There’s something incredibly disarming about Nashville songwriter and producer Dave Rawlings. Having existed as a sideman for the better part of the past two decades for several artists with ties to the alt-country world, Rawlings comes off as slightly uninterested in performing under the spotlight. But given his extensive resume and repetoire, the crowd at the Georgia Theatre Tuesday should be in for quite a treat.
As expected, Rawlings will take the stage with his longtime partner Gillian Welch. But the rest of Rawlings’ Machine for this tour is less expected—and more than a little legendary. For the seven-date jaunt, Rawlings invited Led Zeppelin bassist John Paul Jones to join his band on mandolin. The two have known one another for a few years and had expressed mutual interest in one another’s catalogues, but this tour will be the first opportunity that the two have been able to hit the road together.
In addition to Jones, Rawlings enlisted Willie Watson (formerly of Old Crow Medicine Show) on guitar and banjo and Punch Brothers bass player Paul Kowert on upright. Since the Machine hasn’t released anything since his group’s inaugural 2009 release, A Friend of a Friend, audiences should expect a mix of traditional and cover tunes to fill up the set.
When Flagpole spoke to Rawlings last week, he mentioned that everyone would be flying into Nashville for a single rehearsal at the bandleader’s house before hitting the road. With so little time to practice, Rawlings admits that his Machine may not be perfectly oiled.

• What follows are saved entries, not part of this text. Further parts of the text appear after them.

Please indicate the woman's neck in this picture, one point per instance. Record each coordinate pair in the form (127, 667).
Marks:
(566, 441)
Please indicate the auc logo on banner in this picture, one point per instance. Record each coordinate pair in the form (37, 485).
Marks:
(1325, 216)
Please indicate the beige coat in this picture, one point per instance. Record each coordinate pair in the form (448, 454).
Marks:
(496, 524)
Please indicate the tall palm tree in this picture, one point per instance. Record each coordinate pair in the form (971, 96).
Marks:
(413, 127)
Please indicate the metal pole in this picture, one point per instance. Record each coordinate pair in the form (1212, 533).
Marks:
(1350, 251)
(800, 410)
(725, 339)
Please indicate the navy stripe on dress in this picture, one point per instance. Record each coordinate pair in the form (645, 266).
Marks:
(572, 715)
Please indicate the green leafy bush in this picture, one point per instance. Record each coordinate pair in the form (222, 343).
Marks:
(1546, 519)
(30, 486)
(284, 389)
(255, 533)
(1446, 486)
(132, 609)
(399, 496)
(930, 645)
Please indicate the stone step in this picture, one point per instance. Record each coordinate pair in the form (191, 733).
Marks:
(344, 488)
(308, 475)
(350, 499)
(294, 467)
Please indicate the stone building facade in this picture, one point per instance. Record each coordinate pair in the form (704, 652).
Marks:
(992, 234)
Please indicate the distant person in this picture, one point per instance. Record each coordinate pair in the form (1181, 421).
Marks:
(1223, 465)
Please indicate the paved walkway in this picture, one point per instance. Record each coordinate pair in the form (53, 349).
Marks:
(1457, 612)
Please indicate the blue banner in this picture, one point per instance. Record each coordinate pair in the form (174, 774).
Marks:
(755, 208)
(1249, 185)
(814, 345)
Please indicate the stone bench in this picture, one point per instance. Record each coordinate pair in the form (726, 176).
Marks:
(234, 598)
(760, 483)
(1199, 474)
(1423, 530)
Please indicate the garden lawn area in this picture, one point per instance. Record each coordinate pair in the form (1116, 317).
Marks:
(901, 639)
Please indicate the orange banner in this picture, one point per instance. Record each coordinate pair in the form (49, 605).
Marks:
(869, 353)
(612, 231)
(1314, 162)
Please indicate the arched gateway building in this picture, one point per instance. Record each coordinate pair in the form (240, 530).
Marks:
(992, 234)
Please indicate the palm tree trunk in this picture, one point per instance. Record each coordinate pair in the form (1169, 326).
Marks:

“I don’t expect this to be the most polished group of songs, but I think that’s what’s valuable about this type of music,” he says about the spontaneity of this mini-tour. Given the talent that comprises the current iteration of the band, the show still promises to be exciting and full of surprises. “I’m really nervous about it, but that’s normal,” Rawlings says with a laugh.
Rawlings’ enthusiasm for these shows is evident in his voice; he promises that audiences will experience something special. “I love that whatever this [tour] will be, it probably won’t happen on a record,” says Rawlings.
In addition to their gig in Athens, Rawlings and company will be visiting other smaller music towns throughout the southeast.
“There’s no mystery as to why we’d want to go play shared music with people that are familiar with it,” Rawlings says. “There’s a wonderful atmosphere in these towns. In the Southeast, especially, there’s a real music community. You see this in Athens and Asheville and a lot of these places—places where people go out to see people play by the seat of their pants.”